Wednesday, 21 November 2007

Cellphones Get Cheaper, So People Pay More



From New York Times:

November 20, 2007, 12:07 pm
Cellphones Get Cheaper, So People Pay More

By Saul Hansell

There’s no place that the relentless reduction in prices for technology products is more visible than cellphones. It seems like only months between the time a phone is offered for sale at $300 and it is ready to be given away free in cereal boxes. (O.K. not quite, but that’s not a bad marketing idea.)

What’s odd about all this is that according to new data from the NPD Group, people are actually spending more on cellphones than a year ago. Americans bought 38 million phones in the third quarter up only 4 percent from the third quarter of 2006. But they spent a total of $3.2 billion on those phones, up from $2.2 billion a year earlier.

Doing the math, that means the average phone cost $82.81 this year, up 40 percent from $58.95 a year ago.
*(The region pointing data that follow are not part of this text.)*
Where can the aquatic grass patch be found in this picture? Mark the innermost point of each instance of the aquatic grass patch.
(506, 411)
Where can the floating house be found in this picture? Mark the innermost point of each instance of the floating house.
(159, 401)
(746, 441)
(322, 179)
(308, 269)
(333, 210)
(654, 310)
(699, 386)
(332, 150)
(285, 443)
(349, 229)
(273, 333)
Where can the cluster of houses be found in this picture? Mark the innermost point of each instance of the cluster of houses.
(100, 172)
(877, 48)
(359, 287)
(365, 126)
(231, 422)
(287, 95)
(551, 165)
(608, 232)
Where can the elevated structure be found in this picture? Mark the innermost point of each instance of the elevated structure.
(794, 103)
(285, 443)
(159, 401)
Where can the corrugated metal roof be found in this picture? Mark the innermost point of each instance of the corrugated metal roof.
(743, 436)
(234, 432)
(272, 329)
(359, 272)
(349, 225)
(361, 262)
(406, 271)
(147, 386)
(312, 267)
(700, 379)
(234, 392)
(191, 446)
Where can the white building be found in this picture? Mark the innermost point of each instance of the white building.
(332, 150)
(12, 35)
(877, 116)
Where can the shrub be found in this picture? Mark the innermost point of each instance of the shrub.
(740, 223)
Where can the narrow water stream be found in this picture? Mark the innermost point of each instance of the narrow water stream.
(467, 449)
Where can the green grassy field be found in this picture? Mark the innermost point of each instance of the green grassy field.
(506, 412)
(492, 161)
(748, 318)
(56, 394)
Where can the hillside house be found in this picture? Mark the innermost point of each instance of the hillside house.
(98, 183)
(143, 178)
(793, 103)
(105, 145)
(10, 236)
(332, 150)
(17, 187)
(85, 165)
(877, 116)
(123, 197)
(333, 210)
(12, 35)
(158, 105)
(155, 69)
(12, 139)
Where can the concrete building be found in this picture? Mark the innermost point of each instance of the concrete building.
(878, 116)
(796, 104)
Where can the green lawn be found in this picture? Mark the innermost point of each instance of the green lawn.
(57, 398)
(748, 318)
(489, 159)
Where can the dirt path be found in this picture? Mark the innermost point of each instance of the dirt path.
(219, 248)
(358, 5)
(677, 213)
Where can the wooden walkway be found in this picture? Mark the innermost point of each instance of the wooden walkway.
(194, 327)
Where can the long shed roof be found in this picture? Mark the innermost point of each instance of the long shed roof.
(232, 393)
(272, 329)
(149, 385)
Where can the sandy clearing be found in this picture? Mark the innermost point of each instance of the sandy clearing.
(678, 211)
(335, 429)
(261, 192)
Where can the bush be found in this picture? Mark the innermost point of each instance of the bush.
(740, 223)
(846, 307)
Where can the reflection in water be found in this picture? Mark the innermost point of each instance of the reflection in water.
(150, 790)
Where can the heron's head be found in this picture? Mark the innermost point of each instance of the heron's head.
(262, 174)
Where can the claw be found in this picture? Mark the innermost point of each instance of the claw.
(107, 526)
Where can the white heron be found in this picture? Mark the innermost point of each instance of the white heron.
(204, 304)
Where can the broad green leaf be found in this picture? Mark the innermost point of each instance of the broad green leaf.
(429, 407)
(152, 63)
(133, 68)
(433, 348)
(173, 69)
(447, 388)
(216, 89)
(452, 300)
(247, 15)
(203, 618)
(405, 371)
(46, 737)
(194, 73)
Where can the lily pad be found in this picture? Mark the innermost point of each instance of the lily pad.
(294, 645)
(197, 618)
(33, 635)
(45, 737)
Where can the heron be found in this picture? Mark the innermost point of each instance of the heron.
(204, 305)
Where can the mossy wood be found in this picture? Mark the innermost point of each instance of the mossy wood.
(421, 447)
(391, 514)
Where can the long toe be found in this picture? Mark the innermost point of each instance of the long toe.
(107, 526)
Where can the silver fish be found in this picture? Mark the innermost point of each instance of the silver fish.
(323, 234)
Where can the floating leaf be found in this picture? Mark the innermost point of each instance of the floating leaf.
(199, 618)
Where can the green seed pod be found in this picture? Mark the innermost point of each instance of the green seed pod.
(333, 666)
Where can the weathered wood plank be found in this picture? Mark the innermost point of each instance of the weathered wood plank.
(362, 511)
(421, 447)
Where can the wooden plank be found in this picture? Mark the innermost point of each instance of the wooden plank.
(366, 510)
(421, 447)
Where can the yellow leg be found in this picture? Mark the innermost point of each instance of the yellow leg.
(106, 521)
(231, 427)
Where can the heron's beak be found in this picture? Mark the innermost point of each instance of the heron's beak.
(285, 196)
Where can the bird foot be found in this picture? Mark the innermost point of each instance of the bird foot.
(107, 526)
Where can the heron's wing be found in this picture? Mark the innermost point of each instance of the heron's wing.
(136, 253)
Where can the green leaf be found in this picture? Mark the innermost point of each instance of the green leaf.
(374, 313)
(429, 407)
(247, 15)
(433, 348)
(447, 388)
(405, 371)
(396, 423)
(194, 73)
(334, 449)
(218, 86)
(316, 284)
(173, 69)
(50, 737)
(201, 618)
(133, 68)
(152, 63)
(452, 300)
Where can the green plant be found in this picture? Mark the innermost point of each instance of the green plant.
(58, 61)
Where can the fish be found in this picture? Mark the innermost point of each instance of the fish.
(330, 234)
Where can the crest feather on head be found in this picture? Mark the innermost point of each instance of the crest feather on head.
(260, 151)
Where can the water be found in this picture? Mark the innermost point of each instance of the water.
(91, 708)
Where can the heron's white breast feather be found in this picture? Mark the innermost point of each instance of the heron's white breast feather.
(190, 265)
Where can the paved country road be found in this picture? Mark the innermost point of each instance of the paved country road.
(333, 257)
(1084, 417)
NPD doesn’t say whether the extra $1 billion spent on phones in the quarter was simply added to the nation’s credit card bills or whether people cut back spending on food, clothing or something else far less important than cellphones.

But the company does show that more people are buying phones that serve other functions besides making calls. Half the phones sold in the period could play MP3 music files, compared to one quarter a year ago. Bluetooth capability was on 72 percent of phones sold, compared to 50 percent a year ago. And 11 percent were those digital Swiss Army knives called smartphones, up from only 4 percent a year ago.

Speaking of smartphones, Apple’s iPhone hit NPD’s charts in its first full quarter of sales. NPD ranks the iPhone as the sixth most popular phone model in the quarter. The top seller remains Motorola’s Razr line (in all its configurations). Second was LG’s VX8300, a heavily promoted low-price flip phone for Verizon Wireless, with Bluetooth, an MP3 player and a host of other features, I suspect most people never use.